Tag Archives: steak night

The Ribbon

The Ribbon is a neighborhood bar and restaurant that serves up an impressive list of chops and roasts. The place is very popular with families, and you’ll see a ton of parents with their kids in there on weekends during the day. In fact I think my table was the only one in the back of the restaurant that didn’t have a child at it (aside from my immature ass, of course).

My wife and I started with cocktails. I enjoyed this Ol’ Thyme Gin, which had pear, thyme infused gin, amaro and lemon.

The Mr. Pimm was light and refreshing, pairing gin with cucumber, lemon, mint syrup and elderflower.
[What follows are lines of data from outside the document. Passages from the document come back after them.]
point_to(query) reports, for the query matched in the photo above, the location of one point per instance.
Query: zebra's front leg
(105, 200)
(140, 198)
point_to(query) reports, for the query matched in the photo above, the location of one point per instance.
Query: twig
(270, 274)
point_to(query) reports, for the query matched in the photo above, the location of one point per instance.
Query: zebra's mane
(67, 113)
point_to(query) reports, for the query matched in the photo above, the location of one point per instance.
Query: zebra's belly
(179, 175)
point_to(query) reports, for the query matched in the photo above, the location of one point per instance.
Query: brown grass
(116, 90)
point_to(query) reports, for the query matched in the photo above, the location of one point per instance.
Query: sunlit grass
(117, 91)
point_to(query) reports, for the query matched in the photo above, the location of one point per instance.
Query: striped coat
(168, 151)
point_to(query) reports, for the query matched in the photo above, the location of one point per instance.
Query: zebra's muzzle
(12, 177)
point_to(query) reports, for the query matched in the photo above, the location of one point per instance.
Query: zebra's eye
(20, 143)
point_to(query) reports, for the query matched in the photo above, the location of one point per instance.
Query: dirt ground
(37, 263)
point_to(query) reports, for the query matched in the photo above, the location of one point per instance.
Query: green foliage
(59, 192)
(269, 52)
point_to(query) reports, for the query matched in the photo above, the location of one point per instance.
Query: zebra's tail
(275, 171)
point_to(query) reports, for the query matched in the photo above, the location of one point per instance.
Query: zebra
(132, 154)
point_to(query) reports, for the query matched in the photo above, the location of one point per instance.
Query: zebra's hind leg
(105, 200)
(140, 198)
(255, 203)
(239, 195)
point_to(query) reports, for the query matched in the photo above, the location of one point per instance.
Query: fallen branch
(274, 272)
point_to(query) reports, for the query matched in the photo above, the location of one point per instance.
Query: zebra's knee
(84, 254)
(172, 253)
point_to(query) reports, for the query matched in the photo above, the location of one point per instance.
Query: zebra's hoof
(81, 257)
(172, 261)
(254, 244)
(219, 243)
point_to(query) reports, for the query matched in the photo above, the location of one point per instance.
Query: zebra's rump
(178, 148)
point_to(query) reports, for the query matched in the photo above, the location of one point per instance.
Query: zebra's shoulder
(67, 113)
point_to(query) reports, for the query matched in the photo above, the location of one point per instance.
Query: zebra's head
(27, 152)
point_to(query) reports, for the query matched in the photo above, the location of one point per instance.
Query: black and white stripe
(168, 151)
We started the steamed clams and a trio of pate, all of which were excellent. I was just hoping for a little heat with the clams since I saw “peppers” in the ingredient list. Probably just minced bells. The chorizo in there was nice though.

For our mains, we had the two prime ribs on the menu; pork and beef.

The pork was a little bit dry, but the apricot jam was a great way to get the juices flowing.

The 16oz king cut prime rib was great.

Nicely roasted to medium rare. I’m sick of ordering this dish and having it come to me raw and difficult to chew. They do it correctly here. It’s served with a nice jus and a light horseradish cream sauce. At $61 this may seem steep, but there’s no waste on it. Even the jiggly fat bits are edible. 8/10.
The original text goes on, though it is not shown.